The block was allocated in the current checkpoint: the deallocation in and of itself isn't a huge problem, but if we were to reallocate it again, then we could create the following situation:
	
	Allocate and write block B
	...
	
	
	Free block B
	
	
	Allocate and write block B
	flush the block to disk
	crash...
Let's assume that B did get written to disk in txn 3, and furthermore, let's assume that the log record for the txn 2 didn't make it to disk. When we try to recover the log, our original write had better still be valid. So, this suggests that we cannot reallocate blocks allocated in the current checkpoint.
That doesn't sound so hard -- we need to keep track of the newly allocated blocks until log flushes (as mentioned above), so we can keep track of them until the end of the checkpoint, and simply delay deallocations for those blocks until the next checkpoint. That doesn't seem so hard.

6. Designing for Byte-Addressable Persistent Memory (80 points)

For this question, you will need to read this paper from the beginning up until section 4.1 (You will want to read about PCM, but you can stop after that.) The paper presents a way to build a file system on byte-addressable persistent memory. (You are, of course, free to read the entire paper, but I wanted to keep the portion necessary for the exam within reason.) You will undoubtedly find it useful to read the questions before you start reading.

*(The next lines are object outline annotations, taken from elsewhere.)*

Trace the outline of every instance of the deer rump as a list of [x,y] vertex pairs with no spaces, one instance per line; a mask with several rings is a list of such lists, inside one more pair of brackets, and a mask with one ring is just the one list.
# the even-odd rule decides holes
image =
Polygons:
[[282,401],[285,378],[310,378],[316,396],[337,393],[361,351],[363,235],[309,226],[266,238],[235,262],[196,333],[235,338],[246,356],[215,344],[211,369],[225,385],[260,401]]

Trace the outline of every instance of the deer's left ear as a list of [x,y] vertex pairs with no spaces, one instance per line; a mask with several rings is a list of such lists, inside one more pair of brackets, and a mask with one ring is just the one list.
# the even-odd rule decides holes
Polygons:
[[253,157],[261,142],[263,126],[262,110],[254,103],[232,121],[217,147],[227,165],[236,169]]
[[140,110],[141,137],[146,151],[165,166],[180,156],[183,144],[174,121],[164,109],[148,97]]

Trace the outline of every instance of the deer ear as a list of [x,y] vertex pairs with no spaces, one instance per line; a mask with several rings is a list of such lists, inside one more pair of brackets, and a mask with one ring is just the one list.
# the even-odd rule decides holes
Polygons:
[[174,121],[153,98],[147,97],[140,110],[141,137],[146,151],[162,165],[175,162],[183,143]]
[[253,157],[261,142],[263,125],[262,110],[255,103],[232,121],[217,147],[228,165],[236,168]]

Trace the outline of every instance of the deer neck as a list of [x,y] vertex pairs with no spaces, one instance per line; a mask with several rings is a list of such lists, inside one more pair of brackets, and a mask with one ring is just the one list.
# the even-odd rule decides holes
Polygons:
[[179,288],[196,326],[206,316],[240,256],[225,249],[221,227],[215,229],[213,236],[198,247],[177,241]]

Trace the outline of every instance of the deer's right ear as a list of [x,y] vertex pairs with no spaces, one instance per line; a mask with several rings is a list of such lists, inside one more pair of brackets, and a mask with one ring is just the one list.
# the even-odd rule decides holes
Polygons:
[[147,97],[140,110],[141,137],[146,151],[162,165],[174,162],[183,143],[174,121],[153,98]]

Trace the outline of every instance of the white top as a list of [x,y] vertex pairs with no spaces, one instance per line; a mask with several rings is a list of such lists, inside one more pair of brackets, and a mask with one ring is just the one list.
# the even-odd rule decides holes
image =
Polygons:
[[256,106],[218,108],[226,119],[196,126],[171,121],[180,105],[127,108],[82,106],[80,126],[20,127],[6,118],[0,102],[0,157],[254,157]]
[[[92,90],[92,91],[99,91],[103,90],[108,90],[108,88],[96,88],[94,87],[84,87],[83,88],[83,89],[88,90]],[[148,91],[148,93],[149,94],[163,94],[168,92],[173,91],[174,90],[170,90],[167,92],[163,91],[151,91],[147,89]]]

  1. In your own words, describe short-circuit shadow paging.
    Short circuit shadow paging is a way of stopping copy on write behavior before you get all the way up to the root of a file system. Basically, you CoW until the point where you can effect the change with a single atomic write.

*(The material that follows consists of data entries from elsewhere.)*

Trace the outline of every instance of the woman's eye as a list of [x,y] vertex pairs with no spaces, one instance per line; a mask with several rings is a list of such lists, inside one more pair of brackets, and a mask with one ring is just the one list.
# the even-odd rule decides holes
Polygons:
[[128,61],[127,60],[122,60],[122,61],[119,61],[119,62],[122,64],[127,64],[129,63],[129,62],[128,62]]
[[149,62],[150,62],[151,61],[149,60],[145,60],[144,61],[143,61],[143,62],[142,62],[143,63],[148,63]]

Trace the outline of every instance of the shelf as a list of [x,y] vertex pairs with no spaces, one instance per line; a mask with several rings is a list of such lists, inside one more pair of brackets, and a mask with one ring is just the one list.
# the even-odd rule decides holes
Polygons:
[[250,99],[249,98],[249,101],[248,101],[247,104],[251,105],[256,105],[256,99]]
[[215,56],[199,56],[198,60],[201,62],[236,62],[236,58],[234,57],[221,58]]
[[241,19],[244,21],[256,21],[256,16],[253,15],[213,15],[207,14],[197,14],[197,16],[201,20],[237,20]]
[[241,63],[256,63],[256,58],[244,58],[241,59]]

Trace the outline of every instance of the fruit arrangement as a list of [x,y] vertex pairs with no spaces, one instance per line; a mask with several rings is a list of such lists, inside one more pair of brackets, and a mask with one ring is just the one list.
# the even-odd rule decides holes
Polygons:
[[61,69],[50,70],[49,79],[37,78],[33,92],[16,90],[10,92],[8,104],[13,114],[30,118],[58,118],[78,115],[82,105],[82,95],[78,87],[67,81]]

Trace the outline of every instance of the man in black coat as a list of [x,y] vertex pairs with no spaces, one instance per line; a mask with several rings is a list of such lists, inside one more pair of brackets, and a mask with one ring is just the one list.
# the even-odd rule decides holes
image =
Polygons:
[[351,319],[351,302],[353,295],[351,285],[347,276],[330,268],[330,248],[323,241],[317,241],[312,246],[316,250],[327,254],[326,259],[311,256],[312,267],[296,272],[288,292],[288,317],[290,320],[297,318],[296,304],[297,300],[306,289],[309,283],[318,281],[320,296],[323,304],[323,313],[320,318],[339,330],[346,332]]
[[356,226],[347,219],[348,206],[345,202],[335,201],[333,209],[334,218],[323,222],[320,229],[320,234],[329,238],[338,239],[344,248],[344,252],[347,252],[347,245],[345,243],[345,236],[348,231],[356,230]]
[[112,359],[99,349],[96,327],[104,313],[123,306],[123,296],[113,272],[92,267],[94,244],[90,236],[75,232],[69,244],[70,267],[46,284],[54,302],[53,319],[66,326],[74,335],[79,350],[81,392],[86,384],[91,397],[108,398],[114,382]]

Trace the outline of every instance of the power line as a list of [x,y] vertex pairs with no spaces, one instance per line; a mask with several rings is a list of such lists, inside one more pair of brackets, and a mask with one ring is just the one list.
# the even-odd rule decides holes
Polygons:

  2. Could you use short-circuit shadow paging in a more conventional block-based file system? If so, explain how you would use it. If not, explain why it's not possible.
    Yes, you can use a similar technique in a traditional file system, although it's a little fuzzy exactly how this would differ from a conventional system. The key is to figure out when you get to an atomic unit, which would typically be a sector. On one hand, most file system operations only affect a single block, but a block could be larger than a sector I suppose. Also, multi-block writes definitely span atomic units, so you'd need to propagate up until you're either in the same indirect block or at the inode.
  3. The paper introduces the problem caused by the fact that processors are allowed to reorder when data gets flushed to main memory. They introduce epoch barriers to address this. Disks also reorder requests. Explain how the situation between disks and memory are the same or different; if they are the same, explain what mechanism we use with disk drives to ensure proper ordering.
    The problem is similar -- that's why non-journaling, non-soft update systems end up having to perform synchronous I/O -- it's the only way to ensure that one I/O completes before another. Soft-updates is another way that we try to mitigate this, but at the bottom, it still boils down to synchronous writes.
  4. Explain how BPFS is well-suited to PCM as opposed to other, more traditional block-based systems that we've studied.
    For one, BPFS uses a much smaller block size since there is no mechanical apparatus whose performance needs to be amortized. Second, BPFS uses atomic 64 bit writes in several places; this would not be feasiable in a block-based system.
  5. It is likely that some form of byte-addressable persistent memory will be available on systems within the next few years. Propose a different way you might use this technology (i.e., something other than a file system).
    Making a persistent (non-volatile) heap seems like one possibly good idea. Making processes persistent for instant restart seems like another. Maintaining a persistent cache that you can continue to use after a failure seems like another.